PPM-Software

EBS vergleicht Anwendungen für Projektportfolio-Management

01.09.2008 von Frederik Ahlemann, Jean-Peter Lausberg und Frank Radeke
Die European Business School (EBS) hat den Markt sowie Lösungen für Projektportfolio-Management (PPM) untersucht und neun der in diesem Segment führenden Produkte bewertet.

Projektmanagement spielt nach wie vor eine zentrale Rolle in IT-Organisationen. Daran haben auch Trends wie Outsourcing, Offshoring oder die Industrialisierung der IT nichts geändert. Im Gegenteil: Die systematische Optimierung der Wertschöpfungskette der IT erfordert immer wieder Projekte auf der Infrastruktur-, Applikations- oder auch Organisationsebene, um auf neue Anforderungen und strategische Ziele reagieren zu können. Außerdem will man sich proaktiv auf kommende Veränderungen vorbereiten. Bei der Abwicklung von Projekten kommt dabei zunehmend Projektportfolio-Management-Software (PPM-Software) zum Einsatz. Diese Systeme unterstützen neben dem klassischen Projekt-Management auch Prozesse des Demand-Managements, der Projektpriorisierung und -auswahl sowie die systematische Steuerung von Projekten in Multiprojektumgebungen. In einer aktuellen Studie hat das Institute of Research on Information Systems (Iris) der European Business School (EBS) die führenden Produkte dieser Softwaregattung einer Analyse unterzogen und den Markt unter die Lupe genommen.

Markt in der Konsolidierungsphase

Im Gegensatz zu anderen Märkten wie beispielsweise den für Betriebssysteme, Datenbanken oder ERP-Systeme befindet sich die PPM-Software-Branche noch mitten in einer Konsolidierungs- und Konzentrationsphase. Jahrelang als Nischenmarkt von den großen Softwarefirmen wie IBM, HP oder CA ignoriert, hat sich PPM mittlerweile so verbreitet, dass die Absatz- und Umsatzchancen auch für große Softwarefirmen attraktiv geworden sind. So haben große international agierende IT-Firmen durch Aufkäufe von kleineren Anbietern versucht ihr Produktportfolio mit PPM-Lösungen abzurunden und langjährige Eigenentwicklungen zu umgehen. IBM hat durch die Übernahmen von Systemcorp und FocalPoint sein Rational-Portfolio komplettiert. Ähnliches gilt für HP und CA, die ihre IT-Management-Suiten um PPM-Software durch Akquisitionen abgerundet haben.

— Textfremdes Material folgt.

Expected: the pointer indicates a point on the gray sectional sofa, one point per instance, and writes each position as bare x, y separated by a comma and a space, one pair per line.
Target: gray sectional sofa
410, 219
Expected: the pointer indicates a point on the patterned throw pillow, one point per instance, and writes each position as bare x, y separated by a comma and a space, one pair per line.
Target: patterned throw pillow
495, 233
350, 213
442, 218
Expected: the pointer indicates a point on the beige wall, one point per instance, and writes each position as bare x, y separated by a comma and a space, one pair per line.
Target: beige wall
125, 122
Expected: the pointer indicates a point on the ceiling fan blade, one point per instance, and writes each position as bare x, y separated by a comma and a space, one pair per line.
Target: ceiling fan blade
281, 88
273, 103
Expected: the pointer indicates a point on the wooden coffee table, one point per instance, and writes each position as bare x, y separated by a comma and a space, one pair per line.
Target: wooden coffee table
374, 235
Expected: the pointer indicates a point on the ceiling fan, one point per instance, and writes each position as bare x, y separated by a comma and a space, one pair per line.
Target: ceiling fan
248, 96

Mittelgroße PPM-Spezialisten wie Planisware oder Planview setzen häufig auf Wachstumsstrategien, um nicht selbst zum Übernahmekandidaten zu werden. Kleine, oft national agierende Anbieter geraten durch die Dominanz der großen und mittelgroßen Hersteller zunehmend in Schwierigkeiten, sofern sie sich nicht geeignet differenzieren können. Dazu bedienen diese Firmen Nischen, die von größeren Unternehmen aufgrund des geringeren Umsatzpotenzials als nicht attraktiv bewertet werden. Solche Nischenlösungen können zum Beispiel ein kombiniertes Auftrags- und Projekt-Management für kleine Dienstleistungsunternehmen wie Unternehmensberatungen oder IT-Dienstleister sein, oder eine auf Lotus Notes basierende Lösung für das Projekt-Management. Dennoch: Eine Reihe von kleineren Anbietern tut sich derzeit schwer die eigenen Umsätze zu halten oder auszubauen. Hier ist mit einer Bereinigung des Marktes zu rechnen.

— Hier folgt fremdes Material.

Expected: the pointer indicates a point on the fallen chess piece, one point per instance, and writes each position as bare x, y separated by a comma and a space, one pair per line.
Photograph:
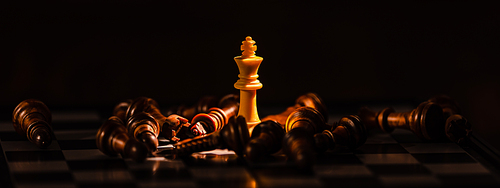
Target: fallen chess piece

Termin: PPM-Anbieter stellen sich

Zum Thema PPM-Software findet am 16. September in Frankfurt am Main die Barc-Tagung "Projektmanagementwerkzeuge - 8 Software-Anbieter im direkten Vergleich" statt. Acht Hersteller zeigen in Live-Präsentationen mit einheitlicher Grundstruktur ihre Lösungen. In der begleitenden Fachausstellung können detaillierte Informationen eingeholt werden.

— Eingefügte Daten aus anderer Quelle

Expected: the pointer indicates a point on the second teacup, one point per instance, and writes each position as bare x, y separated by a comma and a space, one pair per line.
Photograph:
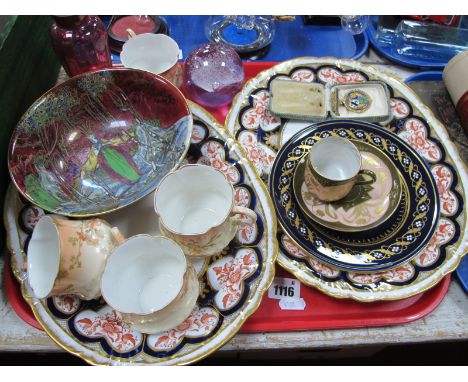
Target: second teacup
196, 208
335, 167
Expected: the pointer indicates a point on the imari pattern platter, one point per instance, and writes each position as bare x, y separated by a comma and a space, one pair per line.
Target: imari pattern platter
260, 133
231, 284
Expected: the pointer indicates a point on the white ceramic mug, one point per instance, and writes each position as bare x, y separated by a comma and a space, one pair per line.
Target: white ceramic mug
149, 283
335, 165
155, 53
196, 208
68, 256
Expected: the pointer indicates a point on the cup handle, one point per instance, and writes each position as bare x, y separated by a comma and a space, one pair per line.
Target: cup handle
238, 210
369, 173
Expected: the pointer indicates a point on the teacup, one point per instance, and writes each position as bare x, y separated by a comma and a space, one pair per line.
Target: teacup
334, 169
196, 208
149, 283
68, 256
155, 53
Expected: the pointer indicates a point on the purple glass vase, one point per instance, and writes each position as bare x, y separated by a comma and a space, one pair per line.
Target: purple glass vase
213, 74
81, 43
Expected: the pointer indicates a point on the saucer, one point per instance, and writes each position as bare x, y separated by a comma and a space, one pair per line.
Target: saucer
395, 241
365, 207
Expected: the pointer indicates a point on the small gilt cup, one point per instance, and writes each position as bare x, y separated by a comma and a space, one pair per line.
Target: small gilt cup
334, 169
196, 208
68, 256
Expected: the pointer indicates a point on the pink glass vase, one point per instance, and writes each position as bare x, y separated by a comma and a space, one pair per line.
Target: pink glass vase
81, 43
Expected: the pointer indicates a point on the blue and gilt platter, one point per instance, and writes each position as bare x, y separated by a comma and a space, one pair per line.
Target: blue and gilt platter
396, 241
231, 284
261, 135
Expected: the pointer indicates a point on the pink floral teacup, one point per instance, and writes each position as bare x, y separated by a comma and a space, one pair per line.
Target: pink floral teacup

Das im Vorfeld am 15. September stattfindende Intensivseminar "Projektmanagement Software" gibt einen Überblick über produkt- und anbieterseitige Entwicklungen, stellt Stärken und Schwächen der am Markt erhältlichen Lösungen vor und gibt Tipps und Tricks für den Auswahl- und Einführungsprozess. Weitere Informationen gibt es beim Business Application Research Center (Barc).

Mangelnde Integration prägt den Markt

Übersicht über die Bereiche des strategischen IT-Managements und wie PPM-Lösungen die einzelnen Segmente unterstützen.
Foto: Ahlemann

Ein weiterer Trend ist die Verknüpfung der PPM-Systeme über intelligente Schnittstellen zu anderen Lösungen der IT-Anwendungslandschaft. So verbindet beispielsweise HP sein "Project and Portfolio Management Center" über direkte Schnittstellen mit den Produkten "Quality Center" und "Service Management Center". Daten von Änderungsanforderungen für Anwendungssysteme, die im Service Management Center auflaufen und die zu einem Projekt führen, können direkt in die PPM-Lösung übernommen werden. Von dort stehen die Daten über Schnittstellen auch im Quality Center zur Verfügung, so dass auf dieser Grundlage Testszenarien vorbereitet werden können. Die Entwicklung zur stärkeren Integration mit anderen IT-Management-Lösungen ist jedoch aufgrund inkompatibler und uneinheitlich definierter Schnittstellen und Datenaustauschformate derzeit häufig noch auf die Produkte eines Herstellers beschränkt.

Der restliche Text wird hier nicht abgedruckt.